Kaynak : Memurlar.Net - Özel
Haber Giriş : 26 Kasım 2018 10:03, Son Güncelleme : 25 Kasım 2018 19:00
30 yılını dolduran memurlar, hangi halde re'sen emekli edilir?

Memurlar, genel olarak 65 yaşını dolduracakları tarihe kadar görev yapabilmektedirler. İstisna olarak bazı meslek ve görev ünvanlarının yaş hadleri 65 yaşından daha düşük olabildiği gibi 65 yaşından daha yüksek olan durumlar da bulunmaktadır.

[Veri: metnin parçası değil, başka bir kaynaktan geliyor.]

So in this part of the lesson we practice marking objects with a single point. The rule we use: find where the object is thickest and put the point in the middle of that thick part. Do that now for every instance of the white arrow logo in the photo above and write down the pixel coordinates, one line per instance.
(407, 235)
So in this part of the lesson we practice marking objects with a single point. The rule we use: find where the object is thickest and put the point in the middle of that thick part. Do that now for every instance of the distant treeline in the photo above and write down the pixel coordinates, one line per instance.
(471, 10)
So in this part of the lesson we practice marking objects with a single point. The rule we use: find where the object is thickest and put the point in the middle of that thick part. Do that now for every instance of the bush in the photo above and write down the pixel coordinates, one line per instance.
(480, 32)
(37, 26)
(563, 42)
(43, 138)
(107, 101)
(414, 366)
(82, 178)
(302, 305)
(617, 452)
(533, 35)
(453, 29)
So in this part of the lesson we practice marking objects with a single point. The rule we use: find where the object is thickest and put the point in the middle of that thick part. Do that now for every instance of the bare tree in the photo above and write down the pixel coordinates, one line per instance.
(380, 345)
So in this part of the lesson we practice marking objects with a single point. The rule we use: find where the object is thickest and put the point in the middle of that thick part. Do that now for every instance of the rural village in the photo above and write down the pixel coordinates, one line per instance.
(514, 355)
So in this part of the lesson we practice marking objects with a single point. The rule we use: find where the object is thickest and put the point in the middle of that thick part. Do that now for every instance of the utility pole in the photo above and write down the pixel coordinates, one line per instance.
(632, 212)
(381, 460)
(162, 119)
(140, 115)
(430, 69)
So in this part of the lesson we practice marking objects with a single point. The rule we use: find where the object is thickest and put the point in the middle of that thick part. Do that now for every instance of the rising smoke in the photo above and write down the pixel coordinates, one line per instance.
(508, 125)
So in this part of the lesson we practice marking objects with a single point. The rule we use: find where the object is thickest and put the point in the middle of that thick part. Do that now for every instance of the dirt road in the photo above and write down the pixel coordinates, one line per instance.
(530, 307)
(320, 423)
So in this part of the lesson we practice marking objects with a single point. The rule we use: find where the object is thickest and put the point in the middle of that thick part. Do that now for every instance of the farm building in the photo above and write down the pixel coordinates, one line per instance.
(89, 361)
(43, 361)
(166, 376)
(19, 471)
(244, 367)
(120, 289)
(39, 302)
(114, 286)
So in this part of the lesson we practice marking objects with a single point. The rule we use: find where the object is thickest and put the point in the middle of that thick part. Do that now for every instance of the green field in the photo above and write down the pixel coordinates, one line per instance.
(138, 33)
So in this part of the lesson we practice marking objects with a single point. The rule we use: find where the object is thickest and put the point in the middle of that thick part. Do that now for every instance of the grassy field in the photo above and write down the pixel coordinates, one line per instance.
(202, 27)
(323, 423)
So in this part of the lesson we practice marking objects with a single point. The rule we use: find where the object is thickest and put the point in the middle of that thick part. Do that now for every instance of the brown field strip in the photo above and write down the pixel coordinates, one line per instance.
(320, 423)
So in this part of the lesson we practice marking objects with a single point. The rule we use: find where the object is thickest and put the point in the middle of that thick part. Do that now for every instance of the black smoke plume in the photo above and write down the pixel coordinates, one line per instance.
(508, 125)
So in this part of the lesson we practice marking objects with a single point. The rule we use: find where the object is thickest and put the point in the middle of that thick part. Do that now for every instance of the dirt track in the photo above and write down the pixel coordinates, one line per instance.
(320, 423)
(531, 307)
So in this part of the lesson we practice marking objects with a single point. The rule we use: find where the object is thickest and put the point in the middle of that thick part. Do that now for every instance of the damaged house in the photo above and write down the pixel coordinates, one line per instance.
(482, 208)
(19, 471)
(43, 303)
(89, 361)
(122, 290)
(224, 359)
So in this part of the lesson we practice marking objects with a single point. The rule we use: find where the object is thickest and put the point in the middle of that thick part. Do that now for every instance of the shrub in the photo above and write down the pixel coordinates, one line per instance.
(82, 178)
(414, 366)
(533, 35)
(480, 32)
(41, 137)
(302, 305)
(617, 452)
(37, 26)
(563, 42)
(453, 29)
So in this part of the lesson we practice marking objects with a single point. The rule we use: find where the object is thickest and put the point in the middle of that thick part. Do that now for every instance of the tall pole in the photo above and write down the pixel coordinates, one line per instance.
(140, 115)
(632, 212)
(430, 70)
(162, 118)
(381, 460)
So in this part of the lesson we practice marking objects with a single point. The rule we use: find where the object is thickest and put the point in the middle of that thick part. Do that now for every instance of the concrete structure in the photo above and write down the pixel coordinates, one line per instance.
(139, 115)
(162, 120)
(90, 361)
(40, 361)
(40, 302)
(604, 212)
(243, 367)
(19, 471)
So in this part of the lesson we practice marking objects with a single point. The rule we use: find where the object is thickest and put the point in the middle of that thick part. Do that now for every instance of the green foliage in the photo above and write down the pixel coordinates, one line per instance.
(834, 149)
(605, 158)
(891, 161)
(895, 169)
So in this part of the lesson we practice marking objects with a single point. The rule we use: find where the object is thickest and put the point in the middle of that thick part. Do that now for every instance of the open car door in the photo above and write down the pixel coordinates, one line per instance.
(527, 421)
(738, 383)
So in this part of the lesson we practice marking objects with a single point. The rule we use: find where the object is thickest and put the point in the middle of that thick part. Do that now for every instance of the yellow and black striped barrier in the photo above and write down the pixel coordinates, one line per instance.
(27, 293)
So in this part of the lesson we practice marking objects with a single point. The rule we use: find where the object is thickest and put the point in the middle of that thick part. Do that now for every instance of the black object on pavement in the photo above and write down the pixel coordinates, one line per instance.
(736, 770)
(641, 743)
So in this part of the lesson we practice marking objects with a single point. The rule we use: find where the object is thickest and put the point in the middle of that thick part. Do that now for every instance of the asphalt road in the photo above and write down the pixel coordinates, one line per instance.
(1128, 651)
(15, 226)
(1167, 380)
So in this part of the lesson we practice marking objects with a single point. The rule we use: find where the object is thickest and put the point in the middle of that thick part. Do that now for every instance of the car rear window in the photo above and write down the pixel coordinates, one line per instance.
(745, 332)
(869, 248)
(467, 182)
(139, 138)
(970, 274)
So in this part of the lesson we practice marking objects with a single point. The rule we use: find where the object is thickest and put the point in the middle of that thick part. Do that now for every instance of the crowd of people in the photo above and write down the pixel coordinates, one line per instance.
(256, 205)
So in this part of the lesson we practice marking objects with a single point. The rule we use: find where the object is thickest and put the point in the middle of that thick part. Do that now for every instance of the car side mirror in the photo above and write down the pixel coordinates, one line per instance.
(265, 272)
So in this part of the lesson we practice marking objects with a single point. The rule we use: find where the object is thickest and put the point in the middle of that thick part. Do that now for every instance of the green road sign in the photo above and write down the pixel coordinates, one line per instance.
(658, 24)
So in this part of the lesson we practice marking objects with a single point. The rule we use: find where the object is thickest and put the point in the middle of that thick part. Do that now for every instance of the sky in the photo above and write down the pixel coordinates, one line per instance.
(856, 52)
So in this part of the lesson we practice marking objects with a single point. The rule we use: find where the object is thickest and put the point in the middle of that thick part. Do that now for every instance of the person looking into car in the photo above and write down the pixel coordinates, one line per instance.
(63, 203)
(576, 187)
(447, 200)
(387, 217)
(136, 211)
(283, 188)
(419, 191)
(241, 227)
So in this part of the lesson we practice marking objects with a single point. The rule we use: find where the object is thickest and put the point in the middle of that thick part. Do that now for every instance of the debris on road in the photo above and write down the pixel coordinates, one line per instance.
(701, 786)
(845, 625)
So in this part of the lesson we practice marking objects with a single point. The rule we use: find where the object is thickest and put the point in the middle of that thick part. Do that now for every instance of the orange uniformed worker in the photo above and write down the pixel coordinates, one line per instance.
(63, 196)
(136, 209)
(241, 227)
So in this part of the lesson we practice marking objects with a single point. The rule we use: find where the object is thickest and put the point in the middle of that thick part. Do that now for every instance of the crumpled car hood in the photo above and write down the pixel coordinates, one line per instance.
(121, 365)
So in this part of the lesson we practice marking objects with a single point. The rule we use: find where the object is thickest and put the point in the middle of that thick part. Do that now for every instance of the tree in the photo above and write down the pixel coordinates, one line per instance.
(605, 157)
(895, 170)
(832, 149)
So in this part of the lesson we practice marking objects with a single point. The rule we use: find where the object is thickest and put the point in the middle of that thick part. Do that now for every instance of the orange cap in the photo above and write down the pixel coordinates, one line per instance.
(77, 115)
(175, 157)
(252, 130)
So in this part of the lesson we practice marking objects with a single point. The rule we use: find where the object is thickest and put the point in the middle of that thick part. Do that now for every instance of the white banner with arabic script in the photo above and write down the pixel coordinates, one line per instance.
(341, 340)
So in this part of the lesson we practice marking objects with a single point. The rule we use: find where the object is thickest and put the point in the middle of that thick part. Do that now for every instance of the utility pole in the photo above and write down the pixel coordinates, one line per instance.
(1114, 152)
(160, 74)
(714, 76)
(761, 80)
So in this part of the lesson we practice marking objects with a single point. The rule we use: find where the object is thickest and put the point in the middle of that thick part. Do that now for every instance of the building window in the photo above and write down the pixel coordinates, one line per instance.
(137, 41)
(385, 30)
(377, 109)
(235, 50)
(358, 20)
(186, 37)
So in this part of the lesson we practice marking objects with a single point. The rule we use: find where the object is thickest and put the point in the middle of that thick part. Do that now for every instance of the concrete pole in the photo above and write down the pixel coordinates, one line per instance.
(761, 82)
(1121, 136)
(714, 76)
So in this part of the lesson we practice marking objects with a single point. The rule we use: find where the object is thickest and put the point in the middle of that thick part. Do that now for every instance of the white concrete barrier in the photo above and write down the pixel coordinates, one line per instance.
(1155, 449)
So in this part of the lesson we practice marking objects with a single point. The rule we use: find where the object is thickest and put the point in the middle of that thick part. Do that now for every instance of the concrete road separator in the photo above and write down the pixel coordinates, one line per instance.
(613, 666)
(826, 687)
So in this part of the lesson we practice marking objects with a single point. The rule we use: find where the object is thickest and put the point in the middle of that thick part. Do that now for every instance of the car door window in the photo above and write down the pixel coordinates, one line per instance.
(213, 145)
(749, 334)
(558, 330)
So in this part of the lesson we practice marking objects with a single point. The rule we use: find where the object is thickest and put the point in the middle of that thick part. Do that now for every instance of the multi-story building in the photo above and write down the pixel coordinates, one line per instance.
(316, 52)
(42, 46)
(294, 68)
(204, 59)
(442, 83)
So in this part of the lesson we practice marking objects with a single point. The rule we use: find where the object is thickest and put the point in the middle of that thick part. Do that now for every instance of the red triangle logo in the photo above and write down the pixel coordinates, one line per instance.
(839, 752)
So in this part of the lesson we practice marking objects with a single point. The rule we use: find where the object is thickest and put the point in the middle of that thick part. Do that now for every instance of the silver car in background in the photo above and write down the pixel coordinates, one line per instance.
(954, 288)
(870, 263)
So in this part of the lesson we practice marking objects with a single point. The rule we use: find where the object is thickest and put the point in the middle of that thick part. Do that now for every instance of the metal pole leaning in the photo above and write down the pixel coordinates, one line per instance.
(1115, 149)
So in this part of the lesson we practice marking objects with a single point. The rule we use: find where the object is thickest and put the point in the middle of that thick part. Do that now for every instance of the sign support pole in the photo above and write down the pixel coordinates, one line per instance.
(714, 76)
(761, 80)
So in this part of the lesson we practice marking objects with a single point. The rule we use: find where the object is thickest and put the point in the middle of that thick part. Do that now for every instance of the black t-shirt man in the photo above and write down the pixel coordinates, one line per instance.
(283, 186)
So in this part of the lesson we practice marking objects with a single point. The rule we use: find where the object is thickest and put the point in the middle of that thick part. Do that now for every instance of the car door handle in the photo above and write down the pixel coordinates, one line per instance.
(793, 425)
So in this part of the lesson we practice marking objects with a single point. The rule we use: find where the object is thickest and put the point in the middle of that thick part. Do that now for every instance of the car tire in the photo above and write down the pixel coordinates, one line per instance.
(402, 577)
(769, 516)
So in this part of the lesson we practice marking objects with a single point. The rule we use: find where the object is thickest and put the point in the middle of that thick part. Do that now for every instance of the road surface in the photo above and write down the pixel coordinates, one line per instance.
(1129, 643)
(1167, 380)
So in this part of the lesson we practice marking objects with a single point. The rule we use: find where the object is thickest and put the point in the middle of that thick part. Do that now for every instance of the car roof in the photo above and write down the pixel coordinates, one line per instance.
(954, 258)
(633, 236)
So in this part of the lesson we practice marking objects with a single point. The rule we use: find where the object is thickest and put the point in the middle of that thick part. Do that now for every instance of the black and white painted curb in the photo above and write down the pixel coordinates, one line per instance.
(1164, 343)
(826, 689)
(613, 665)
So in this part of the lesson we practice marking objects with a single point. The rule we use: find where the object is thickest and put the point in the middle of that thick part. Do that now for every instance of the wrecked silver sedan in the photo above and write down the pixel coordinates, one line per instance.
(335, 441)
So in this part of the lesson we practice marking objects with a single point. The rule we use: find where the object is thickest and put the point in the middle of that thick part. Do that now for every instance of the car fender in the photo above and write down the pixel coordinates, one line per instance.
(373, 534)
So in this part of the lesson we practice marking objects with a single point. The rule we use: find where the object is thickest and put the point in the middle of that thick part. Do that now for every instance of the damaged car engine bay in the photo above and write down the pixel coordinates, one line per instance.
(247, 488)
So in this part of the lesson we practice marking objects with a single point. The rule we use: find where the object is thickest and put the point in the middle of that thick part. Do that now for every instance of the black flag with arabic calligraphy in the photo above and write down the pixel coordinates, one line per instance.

5434 sayılı T.C.Emekli Sandığı Kanunu Madde 40 hükmü 65 yaşı ve istisnaları belirleyen maddedir. Örneğin; memurlar 65 yaşını dolduracakları tarihe kadar görevde kalabilirler. Astsubay Kıdemli Başçavuş ise 55 yaşını, öğretim üyeleri de 67 yaşını gibi.

Yazımızda kamu kurumları lüzum görmeleri durumunda 30 yılını doldurmuş memurları memurun talebi olmadan emekli edebilir mi? Konusunu değerlendirmekteyiz.

5434 sayılı T.C.Emekli Sandığı Kanunu Madde 39 hükmünde seçilmiş belediye başkanları ve illerin daimi komisyon üyeleri hariç olmak üzere 30 yılını doldurmuş olan memurların kurumlarınca lüzum görüldüğünde yaş kaydı aranmaksızın resen emekli edilebileceği belirtilmiştir. Bu şekilde emekli edilen memur şayet 61 yaşını doldurmamışsa 61 yaşını dolduracağı tarihe kadar emekli aylığı bağlanmayacağı da bu maddede belirtilmiştir.

Maddede kurumların lüzum görmesi şeklinde muğlak bir hüküm bulunmaktadır.

Bu maddede bulunan "lüzum görüldüğünde" ne demektir?

Söz konusu madde her ne kadar 30 yılını doldurmuş memuru kurumlar lüzum görmesi durumunda zorunlu olarak emekli etme yetkisi vermiş görünüyorsa da, bu yetki kamu idarelerine mutlak ve sınırsız bir yetki şeklinde düşünülmemesi gerekir.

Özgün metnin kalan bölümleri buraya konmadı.